History of Vaccination

Background:

The history and the mistrust of vaccination and the healthcare system in Canada and the United States (US) stem out from multiple experiences of racism, including discriminatory healthcare practices from slavery through the post-Civil Rights era (Harris et al., 1999; Kennedy et al., 2007). In the past, Black people have been underrepresented in clinical trials,( Harris et al., 1999) further entrenching mistrust in the vaccinations and healthcare systems. Also, past medical experimentation and other unethical and brutal practices on blacks such as the infamous Tuskegee Syphilis Study (Harris et al., 1999), further caused people of color to even mistrust the current healthcare systems more. Even today, the COVID-19 vaccine trials have reignited a debate on the need for inclusivity and equal representation of people of all races in vaccine trials. Without including all races in vaccine trials, it makes it difficult for people of color to trust the vaccines that are made and yet exclude them in the trials.

Other issues that still cause Black people to mistrust vaccinations programs in Canada and the US include lack of awareness about trials, economic factors, communication issues, and mistrust. These barriers, as well as others, can be surmounted with proper pretrial planning, patient education, genuine commitment and concern by study staff, and hard work to overcome deficiencies (Harris et al., 1999; El-Dassouki et al., 2021).

Conclusion

Even though there have been widespread and deliberate efforts to address these historical injustices and to ensure equitable healthcare in Canada, these historical influences provide a basis for people of color to question the integrity of the current vaccination programs and also the healthcare system. Thus, the Canadian government and all concerned partners to craft and improve policies to build trust in the current healthcare system. However, the mistrust is not only in perception but has many other reasons. Mistrust of the health care system by Black Canadians is a major problem that has to be addressed and corrected (Kennedy et al., 2007). Also, there is a need for better communication and experiential knowledge of descriptive representatives to enhance the equal representation of the people of color’s interests by improving the quality of deliberation (Mansbridge, 1999).

References

 1.  El-Dassouki, N., Wong, D., Toews, D. M., Gill, J., Edwards, B., Orchanian-Cheff, A., … & Mucsi, I. (2021). Barriers to Accessing Kidney Transplantation Among Populations Marginalized by Race and Ethnicity in Canada: A Scoping Review Part 2—East Asian, South Asian, and African, Caribbean, and Black Canadians. Canadian journal of kidney health and disease, 8, 2054358121996834.
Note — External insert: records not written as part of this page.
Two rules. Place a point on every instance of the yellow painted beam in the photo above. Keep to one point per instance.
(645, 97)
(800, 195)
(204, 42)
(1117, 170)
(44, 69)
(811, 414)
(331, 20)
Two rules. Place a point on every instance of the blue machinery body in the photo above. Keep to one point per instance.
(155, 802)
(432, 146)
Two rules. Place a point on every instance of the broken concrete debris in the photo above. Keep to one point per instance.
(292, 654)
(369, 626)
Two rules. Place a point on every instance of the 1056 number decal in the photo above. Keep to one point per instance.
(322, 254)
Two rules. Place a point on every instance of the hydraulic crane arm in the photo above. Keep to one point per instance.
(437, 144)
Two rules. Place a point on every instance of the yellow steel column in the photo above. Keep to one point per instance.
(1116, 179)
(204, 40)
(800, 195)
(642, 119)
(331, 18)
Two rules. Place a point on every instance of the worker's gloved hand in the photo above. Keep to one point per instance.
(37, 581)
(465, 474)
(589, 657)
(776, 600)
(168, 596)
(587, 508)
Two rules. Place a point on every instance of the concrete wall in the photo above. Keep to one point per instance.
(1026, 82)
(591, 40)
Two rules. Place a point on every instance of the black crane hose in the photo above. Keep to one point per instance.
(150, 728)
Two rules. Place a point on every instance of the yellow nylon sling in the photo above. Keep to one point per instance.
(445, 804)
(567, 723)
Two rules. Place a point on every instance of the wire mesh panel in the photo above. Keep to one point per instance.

2.  Harris, Y., Gorelick, P. B., Samuels, P., & Bempong, I. (1996). Why African Americans may not be participating in clinical trials. Journal of the National Medical Association, 88(10), 630.

3.  Kennedy, B. R., Mathis, C. C., & Woods, A. K. (2007). African Americans and their distrust of the health care system: healthcare for diverse populations. Journal of cultural diversity, 14(2).

4.  Mansbridge, J. (1999). Should blacks represent blacks and women represent women? A contingent” yes”. The Journal of politics, 61(3), 628-657.5.  Prather, C., Fuller, T. R., Jeffries IV, W. L., Marshall, K. J., Howell, A. V., Belyue-Umole, A., & King, W. (2018). Racism, African American women, and their sexual and reproductive health: a review of historical and contemporary evidence and implications for health equity. Health equity, 2(1), 249-259.